Mike Murphy writes for Time.

His thoughts on the Republican Party got this going.

Here’s a heavily abridged and “added to” version of what he has to say:

Republicans cherish the free market.

So now might be the right time to start listening to it.

The party has lost the popular vote in five of the past six presidential elections.

That is 20 years of “no, thanks” from the American people.

The worst error politicians can make is to spin themselves and it’s time for the GOP to face the hard truth, no matter how painful.

The Republican brand is dying, many of its strategists are incompetent, and they still design campaigns to prevail in the America of 25 years ago.
(Actually we think they still do things the way the GOP did 60 years ago.)

Identifying the problem is easy.

The Republican challenge is not about better voter-turnout software; it is about policy.

The party turns off Latinos, the fastest-growing voter group in the country, with its opposition to immigration reform that offers a path to citizenship.

The party turns off younger voters, who are much more secular than their parents, with its opposition to same-sex marriage and scolding tone on social issues.

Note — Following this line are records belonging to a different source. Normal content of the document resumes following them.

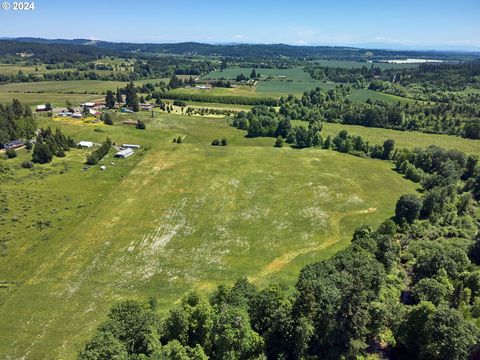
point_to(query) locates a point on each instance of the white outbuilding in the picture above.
(87, 144)
(124, 153)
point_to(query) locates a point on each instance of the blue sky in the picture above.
(428, 23)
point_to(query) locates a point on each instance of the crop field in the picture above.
(73, 86)
(57, 92)
(360, 64)
(275, 82)
(170, 218)
(363, 95)
(408, 139)
(56, 99)
(286, 87)
(295, 74)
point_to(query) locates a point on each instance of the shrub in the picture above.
(27, 164)
(107, 119)
(11, 153)
(41, 153)
(180, 103)
(140, 125)
(279, 142)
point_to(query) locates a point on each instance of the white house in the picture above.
(131, 146)
(124, 153)
(87, 144)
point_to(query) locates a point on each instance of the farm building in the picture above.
(124, 153)
(87, 144)
(94, 112)
(130, 146)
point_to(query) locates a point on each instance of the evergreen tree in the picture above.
(109, 99)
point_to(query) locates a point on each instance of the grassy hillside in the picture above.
(167, 219)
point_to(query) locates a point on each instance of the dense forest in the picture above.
(454, 118)
(408, 289)
(16, 122)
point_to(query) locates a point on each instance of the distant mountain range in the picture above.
(374, 50)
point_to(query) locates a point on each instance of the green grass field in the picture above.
(363, 95)
(166, 220)
(408, 139)
(75, 86)
(360, 64)
(295, 74)
(291, 81)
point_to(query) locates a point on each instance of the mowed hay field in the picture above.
(408, 139)
(168, 219)
(57, 92)
(275, 82)
(345, 64)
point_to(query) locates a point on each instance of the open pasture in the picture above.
(168, 219)
(408, 139)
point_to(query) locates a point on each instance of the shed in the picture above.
(87, 144)
(124, 153)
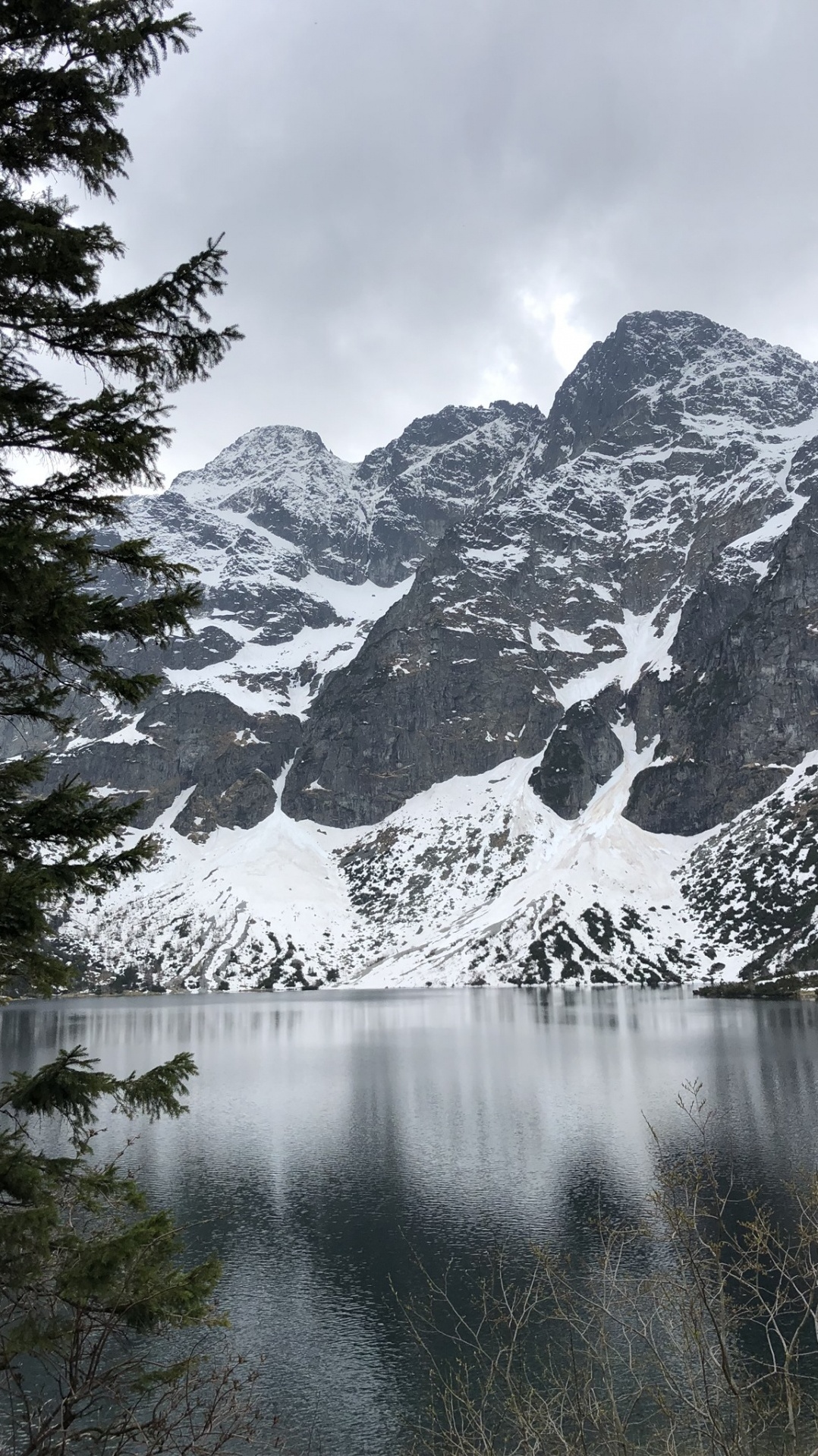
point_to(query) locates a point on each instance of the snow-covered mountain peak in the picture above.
(473, 708)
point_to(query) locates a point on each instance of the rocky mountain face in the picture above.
(517, 698)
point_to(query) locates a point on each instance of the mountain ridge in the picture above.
(491, 677)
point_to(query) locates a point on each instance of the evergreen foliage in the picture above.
(66, 68)
(105, 1337)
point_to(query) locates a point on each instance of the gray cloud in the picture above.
(444, 201)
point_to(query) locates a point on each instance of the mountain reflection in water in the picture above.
(337, 1140)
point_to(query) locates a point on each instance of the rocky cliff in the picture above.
(501, 702)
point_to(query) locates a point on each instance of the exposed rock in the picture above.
(181, 740)
(583, 755)
(647, 558)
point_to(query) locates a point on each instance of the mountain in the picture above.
(514, 699)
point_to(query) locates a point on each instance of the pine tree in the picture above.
(108, 1343)
(66, 68)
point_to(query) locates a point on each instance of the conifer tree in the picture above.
(108, 1341)
(66, 68)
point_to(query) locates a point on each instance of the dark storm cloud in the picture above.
(445, 200)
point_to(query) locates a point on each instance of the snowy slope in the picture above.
(382, 797)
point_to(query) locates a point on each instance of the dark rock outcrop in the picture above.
(581, 756)
(184, 740)
(744, 702)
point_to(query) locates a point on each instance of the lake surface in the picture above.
(337, 1139)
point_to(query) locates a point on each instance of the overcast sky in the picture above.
(445, 201)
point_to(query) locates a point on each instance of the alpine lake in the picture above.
(338, 1145)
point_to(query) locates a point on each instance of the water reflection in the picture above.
(332, 1137)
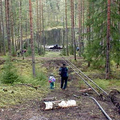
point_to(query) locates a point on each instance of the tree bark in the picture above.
(72, 29)
(2, 25)
(108, 41)
(32, 42)
(66, 27)
(79, 20)
(8, 25)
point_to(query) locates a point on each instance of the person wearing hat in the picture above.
(52, 81)
(63, 72)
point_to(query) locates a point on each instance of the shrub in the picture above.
(9, 74)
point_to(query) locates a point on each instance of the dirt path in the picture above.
(86, 109)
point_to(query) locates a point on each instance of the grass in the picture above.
(17, 93)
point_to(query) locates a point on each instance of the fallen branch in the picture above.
(85, 90)
(57, 104)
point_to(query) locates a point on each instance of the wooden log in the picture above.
(86, 90)
(49, 99)
(49, 105)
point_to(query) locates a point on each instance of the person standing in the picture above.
(52, 81)
(63, 71)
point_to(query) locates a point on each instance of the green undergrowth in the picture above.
(17, 94)
(26, 87)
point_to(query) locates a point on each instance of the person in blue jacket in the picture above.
(63, 71)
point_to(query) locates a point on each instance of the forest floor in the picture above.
(86, 109)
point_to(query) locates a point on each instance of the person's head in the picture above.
(51, 74)
(64, 64)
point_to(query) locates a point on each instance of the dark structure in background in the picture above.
(56, 47)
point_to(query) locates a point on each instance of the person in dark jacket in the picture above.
(63, 71)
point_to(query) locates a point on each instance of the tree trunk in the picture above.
(20, 18)
(32, 42)
(72, 28)
(8, 25)
(66, 27)
(2, 25)
(44, 39)
(79, 20)
(108, 42)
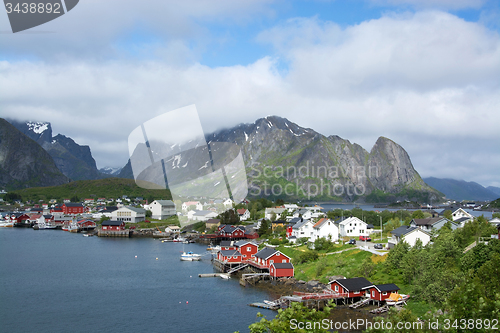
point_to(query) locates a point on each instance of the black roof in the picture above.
(282, 265)
(112, 223)
(402, 230)
(354, 284)
(386, 287)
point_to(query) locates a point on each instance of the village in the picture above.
(265, 249)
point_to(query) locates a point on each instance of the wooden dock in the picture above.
(264, 306)
(210, 275)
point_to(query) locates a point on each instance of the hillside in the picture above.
(23, 162)
(461, 190)
(100, 188)
(339, 169)
(72, 159)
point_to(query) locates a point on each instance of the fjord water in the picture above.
(55, 281)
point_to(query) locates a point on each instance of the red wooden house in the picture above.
(246, 248)
(229, 256)
(227, 245)
(381, 292)
(281, 269)
(355, 287)
(86, 225)
(72, 208)
(113, 225)
(267, 256)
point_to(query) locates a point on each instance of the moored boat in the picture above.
(190, 256)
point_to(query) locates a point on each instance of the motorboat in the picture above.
(190, 256)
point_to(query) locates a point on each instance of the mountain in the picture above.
(334, 168)
(23, 163)
(461, 190)
(285, 160)
(110, 171)
(73, 160)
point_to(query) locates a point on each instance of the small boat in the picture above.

The Republicans have lost much of the party’s once solid connection to the middle class on kitchen-table economic issues.

A debate now rages inside the GOP between the purists, who will as always call for more purity, and the pragmatists, who demand modernization.

The press has mislabeled this as a battle between “moderate” and “right-wing” Republicans.

In fact, the fight is simply over a choice between two definitions of conservatism.

One offers firm opposition to emerging social trends like multiculturalism and secularization.

The alternative is a more secular and modernizing conservatism that ignores most social issues to focus on creating a wide-open opportunity society that promises greater economic freedom and the reform of government institutions like schools that are vital to upward social mobility.

The battle lines are drawn.

While the arithmetic is obvious, teaching basic math to a political party is no simple matter.

The lesson usually requires the heavy hammer of multiple crushing and painful election defeats.

Whether the GOP has learned its lesson yet is the big question.

The party’s biggest funders, mostly hardheaded business types, are in shock and disbelief after providing a virtual blank check to a GOP that promised much and delivered very little.

Among this group, there is much frustration with the party’s perceived focus on divisive social issues and even some dark talk of a donor strike.

There is another, often ignored, GOP weakness: Republicans tend to be more competitive in off-year elections, when voter turnout is far lower than in presidential years and the electorate is therefore older, whiter and more Republican.

It is possible for the GOP to do well in 2014, especially because so many vulnerable Democratic Senators in GOP-leaning states face re-election.

But like the Republican off-year successes of 2010, a few non-presidential-year victories would also provide the GOP with a highly misleading dead-cat bounce.

The electorate in 2016 will look much like the electorate this year, but even more Hispanic and more challenging for the GOP.

And the overall demographic trends that are burying the current Republican coalition will only become stronger with time.

How will this epic battle end?

A stalemate comes to mind if the entrenched GOP members don’t wake up and see the times they are a-changing.